Billy Bragg, the roast beef who fights back – Libération

by time news

2023-12-09 08:10:00

A fervent English activist, the bard punk musician is the subject of a substantial anthology bringing together all of his studio recordings spread over 14 discs.

The Christmas holidays are approaching and are you on the lookout for gift ideas? Find Libé’s recommendations here.

“The Clash taught me that words were nothing without commitment and actions. When Phil Collins writes a song about the homeless, if it’s not accompanied by concrete actions, it’s just exploitation. I try to stay true to this principle.” This extract from an interview given in 2014 to the American weekly Entertainment Weekly almost sums up Billy Bragg alone. A Ken Loach who would have preferred the guitar to the camera, an electric bard coupled with an ardent activist of the English Labor Party, Dylan from Essex unable to choose between Woody Guthrie and the Sex Pistols, remaining firmly clinging to the tree of protest songs .

Caught in the punk turmoil of 1977, Billy Bragg played through groups as they should have been at the time – spontaneous and ephemeral – before finding himself alone with a guitar with strings still saturated with energy. Tinkering with an astonishing mixture of punk and skiffle (rudimentary folk-blues, based on makeshift instruments), he begged in London and ended up recording a first album for a label on the verge of bankruptcy. One evening, when radio presenter John Peel announces on the BBC that he is starving, Billy Bragg brings him vegetarian biryani rice – as a thank you, Peel plays an extract from his record at the wrong speed . An error that he corrected later in the evening, marking the beginning of unwavering support.

And exponential success for Billy Bragg, who in 1985 saw one of his most emblematic titles enter the English top 10, covered by singer Kirsty MacColl – A New England, two minutes of absolute perfection, a refined and acidic cousin from the Undertones’ Teenage Kicks with a clear, universal and timeless message (“I don’t want to change the world, I just want to fuck”, in essence).

Half mud, half velvet

Around ten albums followed, where the songs, always fiercely political, sometimes hide behind relentless melodies.
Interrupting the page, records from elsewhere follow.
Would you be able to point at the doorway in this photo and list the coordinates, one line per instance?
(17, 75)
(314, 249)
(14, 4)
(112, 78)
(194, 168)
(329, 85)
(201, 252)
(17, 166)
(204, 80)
After years of minimalist and rabid asceticism, at the end of the 80s he made a turn towards more orchestrated music, adding a finger of Elvis Costello to his Joe Strummer / Bob Dylan / Ken Loach cocktail. However, it was in 1998 that his most widely acclaimed album, Mermaid Avenue, was released, recorded with the American group Wilco. Perfect marriage of fluidity between its socialist folk-punk full of closing factories and exhausted unemployed people and their half-mud, half-velvet country rock, all in athletic harmonies and crazy violins – the success will be such as the project will have two additional phases, in 2000 and 2012.

Always active, on record as well as within the English Labor Party, he today sees the release of this elephantine anthology, The Roaring Forty, all of his studio recordings spread over 14 discs, accompanied by a large format book bringing together the commented photos of 40 objects that have marked this 40-year journey, from the flyer of his first concert to the handwritten lyrics of A New England. No trace, alas, of his recipe for vegetarian biryani.

The Roaring Forty de Billy Bragg (Cooking Vinyl).